In the very same sentence, Jesus honors God’s name as being holy. It is almost a juxtaposition: the pure and sinless God connecting as a Father to us, the tainted and sinful. Despite the reality that He is in the perfection of heaven, He is willing to embrace us as a loving father even before we are sanctified.
Indeed, the sacrifice of Jesus has thrown the gates of heaven wide open, and He invites us to join Him on the threshold of eternity. We gain a new perspective: seeing both the promise of God’s love and the pain of the sinful earth.
When turning to Him we can see more of His glory; when distracted by earthly desires we lose focus, and more easily slip into sin. But He is always calling us back to His Presence, back to His love.
Starting our prayer time with acknowledgment of both His holiness and His role as a Father can put us in the right mindset of both awe and appreciation.

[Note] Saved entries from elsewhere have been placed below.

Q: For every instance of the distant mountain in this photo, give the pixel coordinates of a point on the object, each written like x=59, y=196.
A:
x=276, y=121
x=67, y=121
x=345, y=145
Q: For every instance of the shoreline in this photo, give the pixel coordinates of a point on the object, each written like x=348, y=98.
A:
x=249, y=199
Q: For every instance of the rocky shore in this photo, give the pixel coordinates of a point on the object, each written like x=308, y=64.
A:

Participating in the Kingdom
Jesus continues (vs. 10):
“Your Kingdom come,
Your will be done,
On earth as it is in heaven.”
This is already a second reference to heaven in a short prayer. Despite having not seen heaven, we do know it is a God-centered place. He reigns supremely and loves supremely. His glory consumes all. To think of that from earth, while facing a constant barrage of distractions, can be hard to imagine.
Yet each of us can invite His love and His will to rule our lives, as He invites us into His glorious presence. Both as individuals and as a church Body, followers of Jesus should be living a God-centered life, yet we easily slip back into our self-centered patterns, looking for our wills to be done.
How often do we center our lives on God, making Him our highest priority and keeping Him at the forefront of our thoughts?
I know I habitually fail to do that, distracted by my “to-do” lists and lacking in discipline.
God promises that when we draw near to Him, He will draw near to us. That is how His kingdom comes to earth. We need to remember that His kingdom here includes us, and He can use us to accomplish His Sovereign, perfect will. Participating in His purposes bring us joy and peace. As we continue to learn how to trust His plan, we can also expectantly look forward to watching His kingdom unfold around us daily.
Regardless of the style or content of our prayers, Jesus’ example illustrates how we must begin by being centered on God and putting His will above our own.
What does your prayer life look life? How do times of focusing on Jesus differ from focusing on our own needs and wants?